NASB: “The scepter shall not depart from Judah, Nor the ruler’s staff from between his feet, until Shiloh comes, And to him shall be the obedience of the peoples.”
ESV: “The scepter shall not depart from Judah, nor the ruler’s staff from between his feet, until tribute comes to him; and to him shall be the obedience of the peoples.”
NIV: “The scepter will not depart from Judah, nor the ruler’s staff from between his feet, until he comes to whom it belongs and the obedience of the nations is his.”
Three translators arrived at different conclusions because the Hebrew text itself is ambiguous. The problem is one word made up of four letters: שילה (shiyloh).
The NASB takes these four letters as spelling “Shiloh,” the place where the ark of the covenant was kept during the days of the Judges, Samuel and David. As it is written, this is how the word should be pronounced, but “Shiloh” is not spelt this way anywhere else in the Hebrew Bible. 1 The odd spelling has led many translators to suspect that “Shiloh” is not the correct translation.
Another problem with translating this word as “Shiloh” is that the Septuagint—the Greek translation of the Hebrew Bible produced a few centuries before Christ, which is often quoted by the New Testament writers—has a different rendering. The Septuagint literally reads: “until that which is stored away for him comes.” The Hebrew text used by the Septuagint translator did not read שילה (shiyloh).
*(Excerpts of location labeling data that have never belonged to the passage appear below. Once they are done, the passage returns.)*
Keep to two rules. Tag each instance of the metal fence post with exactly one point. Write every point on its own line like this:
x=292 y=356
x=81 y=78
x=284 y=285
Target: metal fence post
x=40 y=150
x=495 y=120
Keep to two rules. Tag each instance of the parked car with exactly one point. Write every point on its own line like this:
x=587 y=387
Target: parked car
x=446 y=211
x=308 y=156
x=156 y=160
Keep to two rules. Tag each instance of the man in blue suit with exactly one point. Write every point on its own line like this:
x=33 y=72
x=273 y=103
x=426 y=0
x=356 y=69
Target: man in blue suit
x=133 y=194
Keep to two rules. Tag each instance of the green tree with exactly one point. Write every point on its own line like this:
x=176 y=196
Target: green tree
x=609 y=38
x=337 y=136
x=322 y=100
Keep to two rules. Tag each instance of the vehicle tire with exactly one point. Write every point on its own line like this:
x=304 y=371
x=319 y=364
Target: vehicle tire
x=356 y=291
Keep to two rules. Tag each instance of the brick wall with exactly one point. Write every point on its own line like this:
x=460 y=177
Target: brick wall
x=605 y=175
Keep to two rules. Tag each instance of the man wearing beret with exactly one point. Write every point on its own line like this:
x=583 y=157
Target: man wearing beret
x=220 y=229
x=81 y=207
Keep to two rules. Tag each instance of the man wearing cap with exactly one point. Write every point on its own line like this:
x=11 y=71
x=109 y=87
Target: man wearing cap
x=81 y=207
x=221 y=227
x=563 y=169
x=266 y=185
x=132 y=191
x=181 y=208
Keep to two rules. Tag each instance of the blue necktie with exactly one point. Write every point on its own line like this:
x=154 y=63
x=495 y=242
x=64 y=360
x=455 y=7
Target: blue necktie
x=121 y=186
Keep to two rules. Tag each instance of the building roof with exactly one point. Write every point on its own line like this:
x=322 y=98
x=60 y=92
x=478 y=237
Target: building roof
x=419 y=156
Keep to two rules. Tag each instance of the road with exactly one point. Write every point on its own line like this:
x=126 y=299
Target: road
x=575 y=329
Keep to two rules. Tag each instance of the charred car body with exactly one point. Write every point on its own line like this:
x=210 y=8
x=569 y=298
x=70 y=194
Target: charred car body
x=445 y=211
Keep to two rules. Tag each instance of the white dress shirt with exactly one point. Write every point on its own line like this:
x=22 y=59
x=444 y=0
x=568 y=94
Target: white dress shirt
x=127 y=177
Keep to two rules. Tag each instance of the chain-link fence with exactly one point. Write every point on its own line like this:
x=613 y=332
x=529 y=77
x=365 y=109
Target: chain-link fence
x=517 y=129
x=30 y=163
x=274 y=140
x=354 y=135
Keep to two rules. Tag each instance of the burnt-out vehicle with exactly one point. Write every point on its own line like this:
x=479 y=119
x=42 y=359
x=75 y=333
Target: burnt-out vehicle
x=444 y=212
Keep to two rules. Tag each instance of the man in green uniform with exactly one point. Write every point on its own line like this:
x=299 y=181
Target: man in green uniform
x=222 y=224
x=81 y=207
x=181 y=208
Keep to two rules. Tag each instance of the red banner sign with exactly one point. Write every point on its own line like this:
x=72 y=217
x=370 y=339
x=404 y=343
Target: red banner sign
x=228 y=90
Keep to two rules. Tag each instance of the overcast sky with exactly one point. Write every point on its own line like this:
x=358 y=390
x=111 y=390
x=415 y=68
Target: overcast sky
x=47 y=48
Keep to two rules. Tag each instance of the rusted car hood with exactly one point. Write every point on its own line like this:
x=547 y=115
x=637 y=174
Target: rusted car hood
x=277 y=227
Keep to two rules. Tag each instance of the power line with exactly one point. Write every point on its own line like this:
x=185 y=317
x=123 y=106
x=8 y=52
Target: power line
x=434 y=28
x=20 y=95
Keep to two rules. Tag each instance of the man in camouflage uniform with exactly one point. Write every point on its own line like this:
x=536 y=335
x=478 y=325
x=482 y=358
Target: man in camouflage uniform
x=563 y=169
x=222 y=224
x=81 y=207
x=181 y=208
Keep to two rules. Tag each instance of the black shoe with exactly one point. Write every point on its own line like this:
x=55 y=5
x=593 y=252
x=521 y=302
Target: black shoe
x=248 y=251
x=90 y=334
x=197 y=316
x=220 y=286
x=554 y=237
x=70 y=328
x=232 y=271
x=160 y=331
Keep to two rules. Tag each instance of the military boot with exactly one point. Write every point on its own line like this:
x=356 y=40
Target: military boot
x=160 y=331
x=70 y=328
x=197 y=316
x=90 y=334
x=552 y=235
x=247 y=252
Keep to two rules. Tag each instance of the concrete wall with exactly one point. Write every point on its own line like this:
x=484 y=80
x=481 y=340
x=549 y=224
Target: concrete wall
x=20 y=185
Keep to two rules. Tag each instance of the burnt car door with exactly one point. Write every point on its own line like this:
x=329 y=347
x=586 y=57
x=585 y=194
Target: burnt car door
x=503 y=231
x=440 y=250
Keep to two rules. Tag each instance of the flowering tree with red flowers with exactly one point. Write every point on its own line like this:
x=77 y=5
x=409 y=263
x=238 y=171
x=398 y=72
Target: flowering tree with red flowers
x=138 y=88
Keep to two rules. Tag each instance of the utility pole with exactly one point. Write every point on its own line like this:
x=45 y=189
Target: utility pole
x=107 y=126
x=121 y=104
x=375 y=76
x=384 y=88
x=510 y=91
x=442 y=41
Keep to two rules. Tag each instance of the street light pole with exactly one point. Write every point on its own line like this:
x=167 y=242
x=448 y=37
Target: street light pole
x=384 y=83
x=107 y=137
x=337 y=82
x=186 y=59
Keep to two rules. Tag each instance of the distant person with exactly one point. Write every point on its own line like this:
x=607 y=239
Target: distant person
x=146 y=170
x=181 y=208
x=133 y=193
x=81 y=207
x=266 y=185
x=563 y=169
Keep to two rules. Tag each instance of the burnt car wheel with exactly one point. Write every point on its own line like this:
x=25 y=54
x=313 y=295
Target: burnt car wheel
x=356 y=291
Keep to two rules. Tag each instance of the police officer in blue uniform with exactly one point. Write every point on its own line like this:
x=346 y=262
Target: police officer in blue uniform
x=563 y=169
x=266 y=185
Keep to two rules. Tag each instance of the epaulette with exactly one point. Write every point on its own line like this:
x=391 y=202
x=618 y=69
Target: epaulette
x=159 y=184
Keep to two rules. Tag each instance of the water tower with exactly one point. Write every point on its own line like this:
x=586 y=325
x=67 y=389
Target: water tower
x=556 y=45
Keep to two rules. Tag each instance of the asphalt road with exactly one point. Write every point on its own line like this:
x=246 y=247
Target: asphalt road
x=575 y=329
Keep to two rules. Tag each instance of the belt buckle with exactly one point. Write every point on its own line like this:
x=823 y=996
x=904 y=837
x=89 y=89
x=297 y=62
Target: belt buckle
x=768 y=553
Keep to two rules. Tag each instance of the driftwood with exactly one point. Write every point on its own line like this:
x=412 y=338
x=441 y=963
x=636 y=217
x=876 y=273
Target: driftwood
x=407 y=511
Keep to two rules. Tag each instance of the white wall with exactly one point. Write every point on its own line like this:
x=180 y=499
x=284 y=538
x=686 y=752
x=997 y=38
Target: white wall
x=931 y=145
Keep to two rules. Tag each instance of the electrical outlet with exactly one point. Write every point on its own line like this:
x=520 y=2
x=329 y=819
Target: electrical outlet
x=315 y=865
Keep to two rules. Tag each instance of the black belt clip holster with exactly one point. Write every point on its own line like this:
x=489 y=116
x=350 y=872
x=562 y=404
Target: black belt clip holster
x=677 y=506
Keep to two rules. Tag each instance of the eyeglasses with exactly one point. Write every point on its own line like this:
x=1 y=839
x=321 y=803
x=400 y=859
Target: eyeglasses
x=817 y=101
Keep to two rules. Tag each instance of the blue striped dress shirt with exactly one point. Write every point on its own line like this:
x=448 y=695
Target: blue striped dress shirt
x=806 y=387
The Septuagint translator saw one of two things. The four consonants in our problem word could have been divided into two words: שי לה (shay loh). That option would result in “until tribute comes—is brought to him.” 2 The ESV reflects this option. Or, the text of the Septuagint translator may have had three consonants instead of four. His Hebrew Bible may have read שלה (shiloh). Although this is a frequent spelling for “Shiloh” in the Hebrew Bible, the Septuagint translator did not regard the word as the place name. Instead, he took the word as a combination of two other words: ש (“that which”) followed by לה (“to him” or “to whom”). The result is typically translated, “that which to whom it belongs.” When the verb (“he/it comes”) is added, we get something akin to the NIV: “until he comes to whom it belongs.”
Traditional Hebrew Text
“until Shiloh comes” (NASB)
Hebrew Behind Septuagint: Option One
שי לה (shay loh)
“until tribute comes to him” (ESV)
Hebrew Behind Septuagint: Option Two
שלה (she loh)
“until he comes to whom it belongs” (NIV)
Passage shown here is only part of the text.